En cuanto al primer punto, Escrivá apuesta por penalizar la jubilación anticipada y por incentivar el retraso de la edad de jubilación. Y es que, aun cuando en la actualidad la edad legal para retirarse avanza hacia los 67 años, la edad real está cerca de los 63. Según el ministro, por cada año de incremento de la edad efectiva de jubilación, el agujero a largo plazo del sistema de pensiones se reduce un 25%, de manera que si, a través del palo y la zanahoria, consiguiéramos equiparar la edad efectiva con la legal (67 años), el problema de sostenibilidad a largo plazo de la Seguridad Social se vería remediado. Y tiene razón Escrivá en que, de alargarse la edad efectiva hasta los 67 años, conseguiríamos aliviar el problema de las pensiones, pero no hay garantías de que realmente vaya a lograrse.

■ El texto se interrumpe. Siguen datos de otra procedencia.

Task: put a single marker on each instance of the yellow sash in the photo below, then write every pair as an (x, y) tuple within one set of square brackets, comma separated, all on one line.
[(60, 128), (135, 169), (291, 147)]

En cuanto al segundo punto, el ministro recuerda que la rentabilidad que históricamente han cosechado los planes de pensiones ha sido muy inferior a los planes de empresa, de modo que no existe razón para bonificar fiscalmente a los primeros y no a los segundos. Y siendo cierto que los planes de pensiones son, en términos generales, un producto financiero muy poco atractivo dentro de España, tampoco existe razón para bonificar únicamente los planes de empresa. En general, cualquier vehículo de ahorro a largo plazo que escoja voluntariamente el ciudadano debería contar con tal bonificación.

En definitiva, la reforma que plantea Escrivá en sustitución de la de 2013 no es una reforma mal pensada, pero tampoco es una reforma que por sí sola vaya a asegurar la sostenibilidad de la Seguridad Social a largo plazo. A diferencia de la que pretende eliminarse, no hay garantía de que las cuentas públicas vayan a terminar cuadrando.